Yellow Jackets Ready for Big Year

Yellow Jackets Ready for Big Year

 
Waukesha — The yellow jackets are coming! The yellow jackets are coming! Sounds like a call to arms.

But for Curt Jepson, known professionally as The Bee Man, the yellow jacket alarm is a major warning. “It will be a very busy yellow jacket season,” Jepson said.

Jepson said people begin noticing more of the insects with the black stripes on yellow bodies this summer because of the mild winter. He said fewer queens died during the winter, leading to a profusion of yellow jackets this spring.

“The queens hibernate outside in a protected area during the winter,” Jepson said. “When we have bitterly cold winters and long cold spells, a lot of them die. That didn’t happen this year.

“There was a much higher survival rate than what we normally see. We will be having a lot of problems in a couple of weeks.”

People who are allergic to stings will become more cautious, Jepson said.

“Yellow jackets are very competitive and bold when it comes to feeding. They are the ones that are problems at picnics or around fruit where it has fallen from trees,” he said.

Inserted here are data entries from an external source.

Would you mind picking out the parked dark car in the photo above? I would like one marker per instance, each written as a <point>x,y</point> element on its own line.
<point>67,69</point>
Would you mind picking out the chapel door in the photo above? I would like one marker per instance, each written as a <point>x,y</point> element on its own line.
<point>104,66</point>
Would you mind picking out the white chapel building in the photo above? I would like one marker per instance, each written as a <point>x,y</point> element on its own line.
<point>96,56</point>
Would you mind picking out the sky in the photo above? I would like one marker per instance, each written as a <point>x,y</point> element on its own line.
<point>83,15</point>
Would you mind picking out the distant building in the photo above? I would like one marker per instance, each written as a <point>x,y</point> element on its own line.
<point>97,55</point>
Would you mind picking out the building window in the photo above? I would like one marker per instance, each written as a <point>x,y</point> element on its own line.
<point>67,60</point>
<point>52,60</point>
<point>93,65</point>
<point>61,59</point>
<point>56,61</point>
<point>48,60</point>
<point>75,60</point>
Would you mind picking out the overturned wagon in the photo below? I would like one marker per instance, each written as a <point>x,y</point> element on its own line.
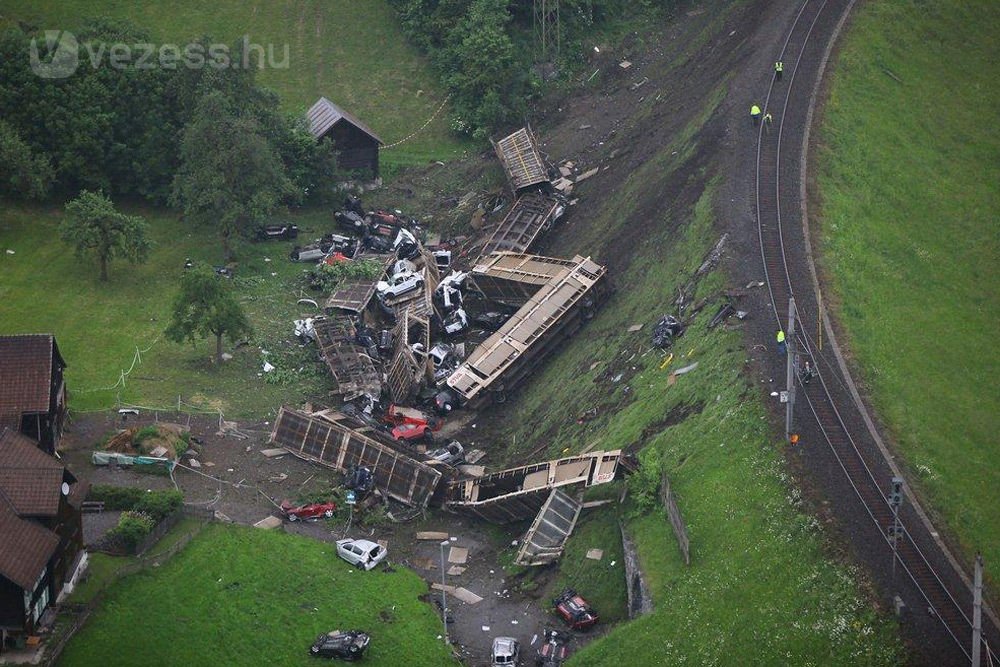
<point>519,493</point>
<point>563,295</point>
<point>337,446</point>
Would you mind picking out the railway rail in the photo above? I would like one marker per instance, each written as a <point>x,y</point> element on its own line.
<point>829,403</point>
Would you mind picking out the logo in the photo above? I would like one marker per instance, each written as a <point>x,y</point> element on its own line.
<point>65,55</point>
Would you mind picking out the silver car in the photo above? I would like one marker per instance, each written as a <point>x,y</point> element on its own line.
<point>505,651</point>
<point>362,553</point>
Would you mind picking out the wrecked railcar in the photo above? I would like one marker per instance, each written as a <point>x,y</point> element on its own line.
<point>554,312</point>
<point>519,493</point>
<point>335,445</point>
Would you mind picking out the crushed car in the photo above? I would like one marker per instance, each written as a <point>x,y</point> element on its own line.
<point>666,330</point>
<point>364,554</point>
<point>451,454</point>
<point>399,285</point>
<point>346,645</point>
<point>308,511</point>
<point>574,610</point>
<point>553,651</point>
<point>282,232</point>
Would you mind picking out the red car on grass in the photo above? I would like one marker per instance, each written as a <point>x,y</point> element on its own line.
<point>576,611</point>
<point>309,511</point>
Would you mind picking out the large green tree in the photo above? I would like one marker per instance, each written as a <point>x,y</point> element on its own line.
<point>207,305</point>
<point>93,225</point>
<point>230,176</point>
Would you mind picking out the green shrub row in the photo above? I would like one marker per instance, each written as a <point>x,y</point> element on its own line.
<point>155,504</point>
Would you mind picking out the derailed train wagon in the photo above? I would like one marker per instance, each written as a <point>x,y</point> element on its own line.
<point>518,493</point>
<point>565,297</point>
<point>337,446</point>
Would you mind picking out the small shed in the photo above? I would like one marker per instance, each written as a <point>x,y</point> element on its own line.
<point>357,146</point>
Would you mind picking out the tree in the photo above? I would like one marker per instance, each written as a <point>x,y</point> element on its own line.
<point>92,224</point>
<point>230,174</point>
<point>23,173</point>
<point>207,305</point>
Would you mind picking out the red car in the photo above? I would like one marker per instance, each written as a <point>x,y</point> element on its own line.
<point>310,511</point>
<point>576,611</point>
<point>410,432</point>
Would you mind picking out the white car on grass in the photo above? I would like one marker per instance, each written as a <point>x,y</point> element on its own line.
<point>362,553</point>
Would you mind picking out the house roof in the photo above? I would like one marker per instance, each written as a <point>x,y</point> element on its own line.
<point>25,549</point>
<point>325,114</point>
<point>30,480</point>
<point>25,375</point>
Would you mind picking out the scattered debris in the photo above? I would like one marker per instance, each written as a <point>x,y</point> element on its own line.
<point>273,453</point>
<point>431,535</point>
<point>268,523</point>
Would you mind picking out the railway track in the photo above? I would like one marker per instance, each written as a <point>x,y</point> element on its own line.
<point>828,403</point>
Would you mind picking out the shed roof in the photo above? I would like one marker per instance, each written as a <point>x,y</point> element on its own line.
<point>325,114</point>
<point>30,479</point>
<point>25,375</point>
<point>25,549</point>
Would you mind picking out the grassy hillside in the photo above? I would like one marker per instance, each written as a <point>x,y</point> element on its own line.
<point>760,589</point>
<point>268,596</point>
<point>352,52</point>
<point>909,179</point>
<point>45,288</point>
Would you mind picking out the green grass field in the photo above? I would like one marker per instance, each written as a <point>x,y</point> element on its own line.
<point>760,589</point>
<point>44,287</point>
<point>909,179</point>
<point>244,596</point>
<point>352,52</point>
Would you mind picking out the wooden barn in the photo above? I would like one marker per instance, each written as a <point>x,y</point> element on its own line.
<point>32,390</point>
<point>357,146</point>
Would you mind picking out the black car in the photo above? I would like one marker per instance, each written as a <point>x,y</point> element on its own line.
<point>283,231</point>
<point>552,652</point>
<point>346,645</point>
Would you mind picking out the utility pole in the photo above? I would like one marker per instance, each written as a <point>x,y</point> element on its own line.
<point>547,28</point>
<point>895,500</point>
<point>790,367</point>
<point>444,600</point>
<point>977,612</point>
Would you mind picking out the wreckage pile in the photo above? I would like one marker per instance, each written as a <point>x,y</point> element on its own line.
<point>428,332</point>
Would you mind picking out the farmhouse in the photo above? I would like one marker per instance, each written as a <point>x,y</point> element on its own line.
<point>357,146</point>
<point>42,544</point>
<point>32,390</point>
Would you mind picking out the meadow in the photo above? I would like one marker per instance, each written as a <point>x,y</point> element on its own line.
<point>908,172</point>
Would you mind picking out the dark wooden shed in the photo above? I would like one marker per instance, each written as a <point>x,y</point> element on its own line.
<point>357,146</point>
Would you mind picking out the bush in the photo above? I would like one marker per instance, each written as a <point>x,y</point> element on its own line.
<point>132,528</point>
<point>116,497</point>
<point>160,504</point>
<point>156,504</point>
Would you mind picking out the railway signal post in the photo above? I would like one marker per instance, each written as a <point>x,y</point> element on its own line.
<point>895,500</point>
<point>790,368</point>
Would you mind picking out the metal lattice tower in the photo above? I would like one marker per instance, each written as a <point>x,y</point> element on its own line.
<point>547,30</point>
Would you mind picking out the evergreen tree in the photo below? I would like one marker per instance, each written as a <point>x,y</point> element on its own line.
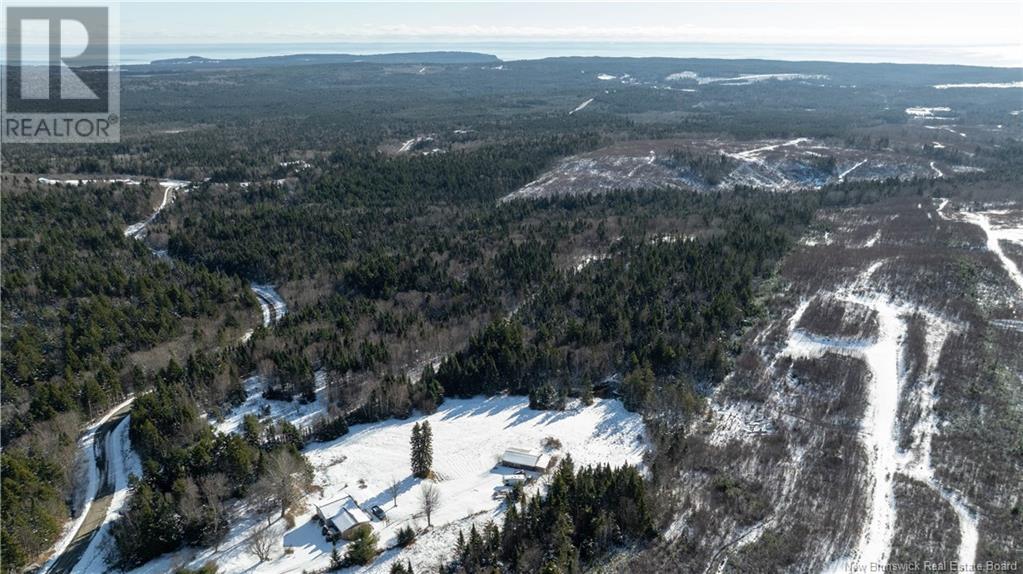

They are the ones that try to crawl into beer and soda cans and soda bottles. People should not drink out of cans or bottles or any container they can’t see into.”

Jepson said that people who are allergic to stings can have a painful reaction.

The yellow jackets belong to the wasp family. They normally build a paper-like nest that hangs in bushes or trees.

Like a “Ghostbuster,” Jepson of Brookfield has cruised the Milwaukee area at night in a yellow ambulance with the words “The Bee Man” printed on the sides.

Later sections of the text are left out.